La question de la régulation des activités des géants du Web ou plus particulièrement des plateformes du numérique est une grande préoccupation pour les régulateurs africains. C’est le nouveau défi qui se pose aux régulateurs des médias. Les débats qui se posent ont trait à la question de la responsabilité des plateformes numériques dans la diffusion en ligne d’infox et de contenus préjudiciables à la paix, à la cohésion des sociétés, au vivre ensemble, à la dignité humaine et à la santé publique. Ensuite en raison de la prolifération de contenus et de pratiques nuisibles sur les réseaux sociaux.

A Fès au Maroc, nous avions échangé avec les grandes plateformes numériques de notre responsabilité en tant que régulateur et de la nécessité d’une régulation garantissant à la fois les libertés fondamentales, respectueuse de l’ordre public dans ce nouvel environnement virtuel. Les différentes réflexions qui ont été développées tendent vers l’institution d’un système d’autorégulation et surtout l’initiation des citoyens à la culture du numérique.

Il faut noter que les régulateurs des médias membres du Réseau des Instances Africaines de Régulation de la Communication (RIARC) comme les plateformes numériques entendent poursuivre les réflexions et le dialogue en vue d’aboutir à un mécanisme consensuel de modération.

Monsieur le président, vous avez récemment exprimé la volonté de faire un plaidoyer pour le rehaussement du fonds d’aide destiné aux médias privés. Comptez-vous faire le même effort auprès du gouvernement en faveur des médias d’Etat dont la subvention est en baisse ces dernières années ?

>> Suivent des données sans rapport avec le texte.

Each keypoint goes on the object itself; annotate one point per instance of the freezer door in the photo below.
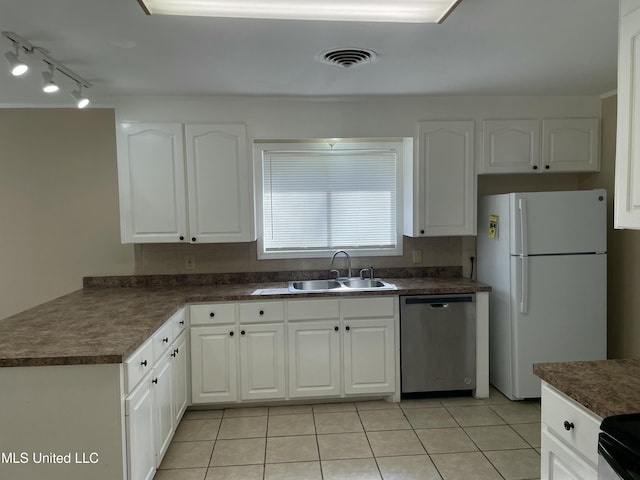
(558, 222)
(559, 314)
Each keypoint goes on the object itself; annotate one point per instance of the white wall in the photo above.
(58, 204)
(275, 117)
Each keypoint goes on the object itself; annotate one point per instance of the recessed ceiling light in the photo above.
(407, 11)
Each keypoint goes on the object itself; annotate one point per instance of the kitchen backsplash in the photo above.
(154, 259)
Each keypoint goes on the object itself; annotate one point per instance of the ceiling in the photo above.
(485, 47)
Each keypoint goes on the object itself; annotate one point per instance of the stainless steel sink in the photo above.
(341, 284)
(363, 283)
(314, 285)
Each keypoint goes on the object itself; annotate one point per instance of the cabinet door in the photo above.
(571, 145)
(218, 183)
(510, 146)
(369, 356)
(314, 359)
(262, 373)
(559, 462)
(447, 184)
(140, 424)
(627, 181)
(179, 377)
(151, 183)
(163, 396)
(213, 364)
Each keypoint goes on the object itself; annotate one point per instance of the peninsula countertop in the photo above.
(106, 325)
(606, 387)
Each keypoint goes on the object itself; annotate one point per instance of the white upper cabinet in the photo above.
(218, 183)
(440, 189)
(158, 204)
(571, 145)
(627, 181)
(510, 146)
(151, 182)
(521, 146)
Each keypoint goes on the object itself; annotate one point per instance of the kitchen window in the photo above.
(315, 197)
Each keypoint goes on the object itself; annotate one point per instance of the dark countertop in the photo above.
(606, 387)
(106, 325)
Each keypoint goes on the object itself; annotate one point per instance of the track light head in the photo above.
(81, 100)
(16, 66)
(49, 85)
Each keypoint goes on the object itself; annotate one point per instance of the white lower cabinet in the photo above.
(369, 364)
(213, 364)
(314, 359)
(140, 422)
(179, 382)
(290, 349)
(262, 373)
(156, 402)
(569, 444)
(163, 392)
(352, 354)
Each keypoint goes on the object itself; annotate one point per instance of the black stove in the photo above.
(619, 448)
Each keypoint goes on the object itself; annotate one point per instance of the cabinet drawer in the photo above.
(212, 313)
(368, 307)
(583, 435)
(162, 339)
(313, 309)
(138, 365)
(178, 322)
(256, 312)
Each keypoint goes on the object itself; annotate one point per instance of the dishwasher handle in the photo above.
(435, 301)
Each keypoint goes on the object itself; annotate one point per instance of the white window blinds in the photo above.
(318, 200)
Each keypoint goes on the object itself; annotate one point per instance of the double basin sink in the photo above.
(340, 284)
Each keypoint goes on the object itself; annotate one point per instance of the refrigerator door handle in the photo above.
(524, 285)
(522, 206)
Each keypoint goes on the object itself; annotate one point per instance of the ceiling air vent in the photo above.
(347, 57)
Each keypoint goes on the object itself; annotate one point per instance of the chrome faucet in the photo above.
(348, 261)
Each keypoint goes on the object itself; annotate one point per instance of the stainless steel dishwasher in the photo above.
(437, 343)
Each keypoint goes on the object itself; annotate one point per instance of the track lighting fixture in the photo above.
(19, 67)
(16, 66)
(81, 100)
(49, 85)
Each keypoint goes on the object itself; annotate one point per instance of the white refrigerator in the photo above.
(544, 256)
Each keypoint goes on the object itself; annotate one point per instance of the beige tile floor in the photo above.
(432, 439)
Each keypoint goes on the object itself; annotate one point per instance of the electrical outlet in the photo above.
(189, 262)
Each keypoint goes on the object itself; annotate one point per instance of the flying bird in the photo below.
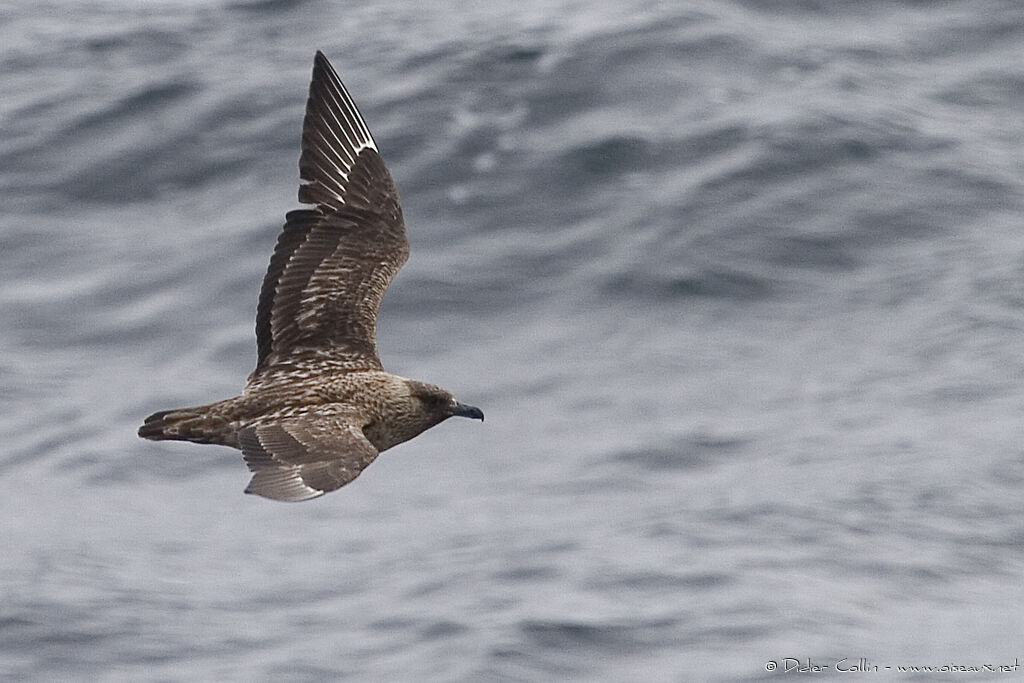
(320, 407)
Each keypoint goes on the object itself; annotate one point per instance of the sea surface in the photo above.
(739, 286)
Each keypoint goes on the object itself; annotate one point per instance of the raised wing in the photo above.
(333, 263)
(304, 458)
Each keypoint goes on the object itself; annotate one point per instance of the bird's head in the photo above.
(440, 403)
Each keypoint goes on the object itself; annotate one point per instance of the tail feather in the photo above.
(200, 425)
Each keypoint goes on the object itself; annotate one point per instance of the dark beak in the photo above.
(463, 411)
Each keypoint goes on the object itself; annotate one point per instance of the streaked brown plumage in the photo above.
(320, 407)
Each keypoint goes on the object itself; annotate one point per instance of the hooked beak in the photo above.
(463, 411)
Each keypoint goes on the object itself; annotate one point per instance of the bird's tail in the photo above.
(200, 425)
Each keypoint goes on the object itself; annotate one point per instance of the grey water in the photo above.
(739, 286)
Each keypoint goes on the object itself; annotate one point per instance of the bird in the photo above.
(320, 407)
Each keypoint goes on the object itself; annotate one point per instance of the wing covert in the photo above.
(333, 263)
(304, 458)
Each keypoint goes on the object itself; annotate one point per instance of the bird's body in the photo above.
(320, 407)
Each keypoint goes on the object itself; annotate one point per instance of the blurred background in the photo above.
(738, 285)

Effectivement dans mon discours à l’occasion de la première session ordinaire de notre mandat, je me suis engagé à mener le plaidoyer nécessaire, partout où besoin sera, pour le rehaussement de la subvention accordée aux entreprises privées de presse. Je fondais mon argument sur le fait que, pour promouvoir des entreprises de presse productrices de contenus compétitifs et créatrices d’emplois bien rémunérés, il est indispensable de rehausser l’enveloppe du fonds d’aide à la presse. Pour le CSC, cela pourrait constituer une alternative en vue d’encourager les entreprises de presse à adhérer effectivement à la convention collective de la presse sur laquelle il y’a encore des hésitations.

Le deuxième argument qui plaide en faveur du rehaussement est que dans certains pays membres de l’UEMOA comme la Côte d’Ivoire et le Sénégal, l’enveloppe allouée dépasse le milliard de FCFA, alors que de loin, la taille de notre paysage médiatique dépasse la leur. Je pense que ce ne serait pas de trop que de rehausser cette enveloppe en raison du service public que cette presse assure dans notre pays, notamment dans le renforcement de la Démocratie, l’Etat de droit et la promotion de la Bonne Gouvernance.

Nous ferons le même plaidoyer pour les entreprises de presse publiques. Le secteur de la presse et de la communication connait des mutations profondes qui nécessitent des adaptations et des réadaptations. Aujourd’hui, avec le numérique, les médias doivent être à la fois sur la TNT et le web. Il en est de même pour la presse écrite et les agences d’informations qui, en dehors des supports traditionnels, doivent être également sur l’Internet, disposer de site permanent d’informations en ligne. Tout cela est coûteux et plaide en faveur d’une subvention plus conséquente en faveur des médias publics. C’est pourquoi, je disais en amont que nous allons écouter tout le monde afin de nous enquérir de la situation pour voir éventuellement au cas par cas, comment booster la situation, dans les limites de nos compétences. En d’autres termes, nous sommes là pour les médias publics et privés. Ma porte est donc ouverte à tous.